Mundos dos desabrigados  Viver sem segurança

Billboard in Los Angeles with the message "can't pray it away" © Goethe-Institut Los Angeles

Hoje em dia, parece que absolutamente todo mundo está sendo rastreado de alguma forma, estatisticamente registrado e inserido em planilhas de um tipo ou de outro. Há apenas um grupo de pessoas pelo qual ninguém se interessa: os desabrigados. Ninguém sabe quantos deles existem, quantas pessoas passam a viver nas ruas, quantas conseguem escapar da condição de sem-teto e por quanto tempo permanecem sem residência fixa. Aos poucos, no entanto, o interesse por esse grupo vai crescendo, e começamos a aprender mais sobre sua situação.

Isso ocorre porque pessoas sem-teto estão se tornando cada vez mais visíveis. Embora não haja dados concretos, sentimos que são cada vez mais numerosas.

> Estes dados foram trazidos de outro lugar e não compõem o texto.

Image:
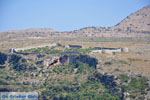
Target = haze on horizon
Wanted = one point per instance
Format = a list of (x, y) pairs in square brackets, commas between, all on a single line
[(65, 15)]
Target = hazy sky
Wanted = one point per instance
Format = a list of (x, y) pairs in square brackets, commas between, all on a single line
[(65, 15)]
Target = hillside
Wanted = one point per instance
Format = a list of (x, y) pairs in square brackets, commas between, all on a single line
[(138, 22)]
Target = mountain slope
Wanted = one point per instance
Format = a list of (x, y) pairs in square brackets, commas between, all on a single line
[(138, 21)]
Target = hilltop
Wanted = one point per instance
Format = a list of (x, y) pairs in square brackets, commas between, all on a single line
[(137, 22)]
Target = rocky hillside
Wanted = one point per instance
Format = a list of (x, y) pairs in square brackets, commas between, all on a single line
[(138, 22)]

Além disso, nossos estereótipos sobre pessoas desabrigadas vêm sendo abalados. Enquanto no passado os classificávamos como dependentes de drogas ou alcoólatras, doentes mentais ou criminosos – “os que merecem estar na rua”, na linguagem dos pesquisadores da pobreza –, somos agora forçados a concordar que isso não é de fato verdade. Pessoas saudáveis, honestas e trabalhadoras, com emprego, também podem se tornar sem-teto. Aluguéis que sobem rápido, um número decrescente de moradias acessíveis, o aumento das distâncias entre casa e trabalho – às vezes isso pode ser suficiente para transformar uma pessoa em um sem-teto. Preocupações e medos deixaram as periferias e migraram para as regiões mais nobres.

Todos esses lamentáveis exemplos tornam claro que ter um lar deveria ser um direito humano.

Essas preocupações são compreensíveis. Mais e mais pessoas que trabalham são forçadas a viver nas ruas. Abrigos para sem-teto estão superlotados e administradores se veem incapazes de lidar com o enorme número. Os aluguéis de contratos existentes, mas também de contratos novos, dispararam, especialmente nas cidades. Mudar para apartamentos mais baratos em áreas rurais normalmente não é solução, pois o deslocamento toma tempo. E, por mais óbvio que pareça, deslocamento custa dinheiro, acima de tudo. Um deslocamento longo significa que pessoas de baixa renda, em particular, não têm tempo para conseguir um segundo emprego em tempo parcial.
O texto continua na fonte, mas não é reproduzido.